You reluctantly concede that non-citizens have basic human rights but question how far those rights extend legally. Here’s a helpful article from Forbes that discusses some of the history of the development of legal rights for non-citizens. It is much broader than many “rule of law,” Constitutional Conservatives think it is. Yes, let’s go there for our next conversation. I’ll begin and get something to you very soon.

Janie: A couple of points, and we can wrap this up.  We often hear that the U. S. is a “nation of immigrants,” and that’s true as far as our ancestry goes.  But a few years ago a conservative writer (I forget who) made what I believe is a necessary correction: we are a nation of citizens.  Assimilation is key.  In the naturalization ceremony, newly-minted American citizens are asked to renounce their former allegiances and promise to support the laws, ideals, and founding documents of the United States.  To the extent that anyone is willing to do this, they are welcome, and most conservatives would agree.  (I might suggest that Facebook is not the best place to evaluate conservative thought.  I certainly don’t go there to figure out what progressives are thinking!)

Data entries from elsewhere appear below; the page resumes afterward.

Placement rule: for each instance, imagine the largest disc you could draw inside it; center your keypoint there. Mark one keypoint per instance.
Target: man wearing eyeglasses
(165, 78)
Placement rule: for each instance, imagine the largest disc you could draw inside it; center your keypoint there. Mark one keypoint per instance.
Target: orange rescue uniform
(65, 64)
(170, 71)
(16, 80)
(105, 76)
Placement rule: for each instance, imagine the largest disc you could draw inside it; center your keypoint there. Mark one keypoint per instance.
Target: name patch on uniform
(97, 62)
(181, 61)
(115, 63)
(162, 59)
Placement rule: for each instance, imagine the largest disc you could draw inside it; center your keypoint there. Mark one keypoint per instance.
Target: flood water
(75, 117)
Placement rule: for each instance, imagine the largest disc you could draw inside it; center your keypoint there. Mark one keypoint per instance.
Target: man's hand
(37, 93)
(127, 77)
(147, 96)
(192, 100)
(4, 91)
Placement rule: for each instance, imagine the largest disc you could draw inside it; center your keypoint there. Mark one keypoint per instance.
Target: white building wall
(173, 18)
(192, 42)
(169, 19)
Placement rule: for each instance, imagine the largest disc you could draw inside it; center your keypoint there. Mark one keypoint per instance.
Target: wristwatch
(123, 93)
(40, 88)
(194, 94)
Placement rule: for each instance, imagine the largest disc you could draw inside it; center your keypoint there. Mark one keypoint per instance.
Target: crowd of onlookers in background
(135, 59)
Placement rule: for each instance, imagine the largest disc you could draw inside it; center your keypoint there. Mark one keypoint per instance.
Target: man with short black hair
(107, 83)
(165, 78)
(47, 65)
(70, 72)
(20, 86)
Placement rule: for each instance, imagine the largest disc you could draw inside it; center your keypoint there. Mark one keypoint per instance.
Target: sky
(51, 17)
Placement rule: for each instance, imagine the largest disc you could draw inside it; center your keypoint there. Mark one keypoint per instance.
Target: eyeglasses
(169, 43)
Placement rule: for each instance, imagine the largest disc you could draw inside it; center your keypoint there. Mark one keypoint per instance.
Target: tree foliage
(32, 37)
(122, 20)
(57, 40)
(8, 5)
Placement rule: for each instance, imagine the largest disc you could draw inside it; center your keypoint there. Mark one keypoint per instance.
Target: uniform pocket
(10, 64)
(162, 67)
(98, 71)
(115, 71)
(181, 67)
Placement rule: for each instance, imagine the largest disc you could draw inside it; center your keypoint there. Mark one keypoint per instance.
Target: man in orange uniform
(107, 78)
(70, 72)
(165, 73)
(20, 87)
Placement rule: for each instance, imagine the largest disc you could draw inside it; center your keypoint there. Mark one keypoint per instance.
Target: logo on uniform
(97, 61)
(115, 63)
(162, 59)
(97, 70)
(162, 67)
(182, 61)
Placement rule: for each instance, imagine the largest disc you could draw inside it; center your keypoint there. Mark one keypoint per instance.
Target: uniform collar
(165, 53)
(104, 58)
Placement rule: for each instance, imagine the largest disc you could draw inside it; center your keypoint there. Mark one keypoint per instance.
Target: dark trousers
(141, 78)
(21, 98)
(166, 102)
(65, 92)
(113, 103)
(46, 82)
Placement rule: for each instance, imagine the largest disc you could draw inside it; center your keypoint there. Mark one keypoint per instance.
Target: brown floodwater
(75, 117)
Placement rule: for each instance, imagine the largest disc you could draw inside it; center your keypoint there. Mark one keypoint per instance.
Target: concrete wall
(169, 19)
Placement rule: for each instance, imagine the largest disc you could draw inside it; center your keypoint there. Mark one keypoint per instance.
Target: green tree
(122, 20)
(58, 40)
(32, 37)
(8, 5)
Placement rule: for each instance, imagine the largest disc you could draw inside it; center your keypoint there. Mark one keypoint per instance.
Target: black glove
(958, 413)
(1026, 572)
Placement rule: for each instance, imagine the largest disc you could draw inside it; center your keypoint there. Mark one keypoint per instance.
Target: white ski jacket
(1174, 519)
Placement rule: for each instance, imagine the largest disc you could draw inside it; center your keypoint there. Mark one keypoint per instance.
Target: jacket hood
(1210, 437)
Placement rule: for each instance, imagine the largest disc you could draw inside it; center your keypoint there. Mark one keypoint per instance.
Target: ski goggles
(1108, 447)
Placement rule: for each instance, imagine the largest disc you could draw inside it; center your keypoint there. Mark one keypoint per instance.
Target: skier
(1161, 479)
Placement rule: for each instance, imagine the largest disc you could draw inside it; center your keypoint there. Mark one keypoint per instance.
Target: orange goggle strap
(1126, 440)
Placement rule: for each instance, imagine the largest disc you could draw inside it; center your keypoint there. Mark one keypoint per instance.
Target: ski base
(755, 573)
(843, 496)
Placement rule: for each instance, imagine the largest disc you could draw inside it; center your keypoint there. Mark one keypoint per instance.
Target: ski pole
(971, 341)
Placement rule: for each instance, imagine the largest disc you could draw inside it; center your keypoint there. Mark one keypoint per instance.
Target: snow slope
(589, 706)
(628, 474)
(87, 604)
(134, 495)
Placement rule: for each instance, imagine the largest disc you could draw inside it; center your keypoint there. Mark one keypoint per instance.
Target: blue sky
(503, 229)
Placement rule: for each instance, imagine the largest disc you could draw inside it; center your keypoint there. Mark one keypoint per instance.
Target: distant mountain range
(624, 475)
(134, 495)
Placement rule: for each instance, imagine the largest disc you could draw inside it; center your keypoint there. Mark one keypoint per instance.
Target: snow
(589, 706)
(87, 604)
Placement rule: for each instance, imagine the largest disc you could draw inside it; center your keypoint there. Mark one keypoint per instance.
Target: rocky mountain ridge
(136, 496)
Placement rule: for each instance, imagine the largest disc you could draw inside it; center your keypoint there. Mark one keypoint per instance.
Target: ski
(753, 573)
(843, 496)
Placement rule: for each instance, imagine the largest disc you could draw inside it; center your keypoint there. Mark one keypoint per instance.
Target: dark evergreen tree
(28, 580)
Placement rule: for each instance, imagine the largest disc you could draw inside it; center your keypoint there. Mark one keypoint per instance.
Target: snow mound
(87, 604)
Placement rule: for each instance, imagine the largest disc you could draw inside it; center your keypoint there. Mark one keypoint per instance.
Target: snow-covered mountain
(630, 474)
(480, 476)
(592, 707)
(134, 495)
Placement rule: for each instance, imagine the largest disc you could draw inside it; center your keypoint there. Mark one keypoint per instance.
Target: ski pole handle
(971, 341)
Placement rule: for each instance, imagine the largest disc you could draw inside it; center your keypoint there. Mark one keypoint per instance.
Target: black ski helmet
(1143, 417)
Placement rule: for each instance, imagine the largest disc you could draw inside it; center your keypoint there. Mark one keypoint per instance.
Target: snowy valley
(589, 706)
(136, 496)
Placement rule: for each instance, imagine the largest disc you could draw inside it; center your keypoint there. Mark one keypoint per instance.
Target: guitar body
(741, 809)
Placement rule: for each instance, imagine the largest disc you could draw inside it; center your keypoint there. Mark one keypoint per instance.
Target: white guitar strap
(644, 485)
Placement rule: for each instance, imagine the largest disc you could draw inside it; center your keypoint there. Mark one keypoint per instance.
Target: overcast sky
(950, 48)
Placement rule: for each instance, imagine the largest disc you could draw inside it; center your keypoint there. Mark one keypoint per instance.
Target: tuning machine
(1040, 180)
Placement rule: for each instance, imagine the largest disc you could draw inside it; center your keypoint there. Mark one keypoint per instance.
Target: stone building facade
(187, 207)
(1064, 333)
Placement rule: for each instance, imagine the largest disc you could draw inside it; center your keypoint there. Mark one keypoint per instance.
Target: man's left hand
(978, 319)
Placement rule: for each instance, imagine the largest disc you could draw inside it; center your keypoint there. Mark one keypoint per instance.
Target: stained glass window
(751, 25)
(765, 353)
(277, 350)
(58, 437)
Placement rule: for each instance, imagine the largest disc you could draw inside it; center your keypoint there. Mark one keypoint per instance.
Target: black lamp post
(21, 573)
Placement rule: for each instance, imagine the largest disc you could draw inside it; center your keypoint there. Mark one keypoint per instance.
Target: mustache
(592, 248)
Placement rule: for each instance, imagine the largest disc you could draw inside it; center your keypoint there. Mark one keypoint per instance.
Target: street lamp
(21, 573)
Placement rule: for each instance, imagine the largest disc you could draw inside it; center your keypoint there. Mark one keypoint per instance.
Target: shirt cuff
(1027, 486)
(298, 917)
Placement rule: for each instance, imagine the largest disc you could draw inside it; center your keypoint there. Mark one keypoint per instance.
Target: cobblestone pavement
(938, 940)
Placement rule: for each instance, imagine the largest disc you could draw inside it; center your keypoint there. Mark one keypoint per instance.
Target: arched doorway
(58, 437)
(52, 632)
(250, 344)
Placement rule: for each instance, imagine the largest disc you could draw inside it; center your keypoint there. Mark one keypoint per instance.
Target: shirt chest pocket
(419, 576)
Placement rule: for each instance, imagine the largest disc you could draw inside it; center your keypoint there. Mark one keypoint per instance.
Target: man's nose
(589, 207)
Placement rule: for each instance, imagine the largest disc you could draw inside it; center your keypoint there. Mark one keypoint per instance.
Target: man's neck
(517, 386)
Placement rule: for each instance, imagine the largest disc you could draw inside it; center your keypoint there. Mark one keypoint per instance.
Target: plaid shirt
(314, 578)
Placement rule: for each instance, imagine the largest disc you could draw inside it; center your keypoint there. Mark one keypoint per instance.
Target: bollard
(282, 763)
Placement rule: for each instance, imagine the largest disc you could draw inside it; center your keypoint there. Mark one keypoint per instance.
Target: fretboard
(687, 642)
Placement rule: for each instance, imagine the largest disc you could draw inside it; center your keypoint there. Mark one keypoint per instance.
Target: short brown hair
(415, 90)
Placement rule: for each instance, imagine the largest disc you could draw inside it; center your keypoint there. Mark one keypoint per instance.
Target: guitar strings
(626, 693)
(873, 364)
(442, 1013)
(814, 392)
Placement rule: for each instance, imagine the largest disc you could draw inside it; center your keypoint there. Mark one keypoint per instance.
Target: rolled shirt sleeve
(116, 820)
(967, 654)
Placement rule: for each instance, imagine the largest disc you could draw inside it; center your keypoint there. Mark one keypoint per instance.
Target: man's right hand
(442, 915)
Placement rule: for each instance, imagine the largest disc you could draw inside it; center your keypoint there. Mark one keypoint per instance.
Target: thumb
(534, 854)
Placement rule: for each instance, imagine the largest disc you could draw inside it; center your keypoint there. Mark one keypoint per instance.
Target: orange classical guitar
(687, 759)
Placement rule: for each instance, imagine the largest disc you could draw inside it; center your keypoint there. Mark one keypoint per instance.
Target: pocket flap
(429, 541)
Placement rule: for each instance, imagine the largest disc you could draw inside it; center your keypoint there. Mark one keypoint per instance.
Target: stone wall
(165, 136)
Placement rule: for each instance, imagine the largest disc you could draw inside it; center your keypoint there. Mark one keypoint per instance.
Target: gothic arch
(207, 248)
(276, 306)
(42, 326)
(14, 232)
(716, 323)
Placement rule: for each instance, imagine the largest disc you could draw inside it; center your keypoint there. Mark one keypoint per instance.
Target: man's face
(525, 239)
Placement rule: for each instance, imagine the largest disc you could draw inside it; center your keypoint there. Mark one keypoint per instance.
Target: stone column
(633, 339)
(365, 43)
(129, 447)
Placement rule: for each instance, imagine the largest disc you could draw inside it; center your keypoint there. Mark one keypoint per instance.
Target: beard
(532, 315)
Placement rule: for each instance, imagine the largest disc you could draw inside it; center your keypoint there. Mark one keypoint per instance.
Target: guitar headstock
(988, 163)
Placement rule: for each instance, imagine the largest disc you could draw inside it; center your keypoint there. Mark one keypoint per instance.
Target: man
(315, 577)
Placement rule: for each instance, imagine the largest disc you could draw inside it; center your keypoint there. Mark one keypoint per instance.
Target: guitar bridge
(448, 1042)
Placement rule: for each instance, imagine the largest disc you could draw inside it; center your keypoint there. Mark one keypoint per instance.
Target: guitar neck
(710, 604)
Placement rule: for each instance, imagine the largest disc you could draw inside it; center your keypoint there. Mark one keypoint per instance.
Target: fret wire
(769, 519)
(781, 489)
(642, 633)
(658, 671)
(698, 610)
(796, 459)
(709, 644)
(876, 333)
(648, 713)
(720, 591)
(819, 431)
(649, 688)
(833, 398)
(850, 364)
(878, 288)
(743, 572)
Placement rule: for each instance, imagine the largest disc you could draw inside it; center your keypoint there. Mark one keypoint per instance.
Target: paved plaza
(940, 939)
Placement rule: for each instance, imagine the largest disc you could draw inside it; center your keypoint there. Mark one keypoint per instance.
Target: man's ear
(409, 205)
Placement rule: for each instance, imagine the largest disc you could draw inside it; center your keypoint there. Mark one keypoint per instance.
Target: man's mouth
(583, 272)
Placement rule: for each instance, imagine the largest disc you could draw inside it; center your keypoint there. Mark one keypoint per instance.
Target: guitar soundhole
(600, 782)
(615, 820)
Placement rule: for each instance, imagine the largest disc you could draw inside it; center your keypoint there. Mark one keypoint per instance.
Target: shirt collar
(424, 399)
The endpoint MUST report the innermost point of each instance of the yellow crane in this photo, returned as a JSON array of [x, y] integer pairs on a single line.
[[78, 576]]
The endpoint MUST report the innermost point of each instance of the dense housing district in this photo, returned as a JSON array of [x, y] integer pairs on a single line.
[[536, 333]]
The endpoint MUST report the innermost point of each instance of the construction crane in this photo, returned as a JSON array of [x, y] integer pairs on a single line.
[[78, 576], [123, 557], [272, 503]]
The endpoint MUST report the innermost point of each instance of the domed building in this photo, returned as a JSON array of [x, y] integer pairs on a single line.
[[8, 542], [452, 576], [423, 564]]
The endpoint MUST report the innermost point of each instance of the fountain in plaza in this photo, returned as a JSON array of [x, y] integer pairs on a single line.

What some of us fear is allowing in more immigrants, “legal” and not so much, who do not subscribe to American ideas and want to change it to something else.  Or they’re coming for welfare benefits or criminal activity or outright subversion.  These are the minority, I know, but there are significant numbers to cause concern.  Stronger border security and vetting would alleviate some of these fears if we could settle down long enough to stop insulting each other and make some reasonable compromises. I can compromise on amnesty, for example, if we could get a more secure border.

Rule of law, judicial review, Constitutional protections for non-citizens—all sufficiently weighty, wormy, and worthy of discussion.  Have at it!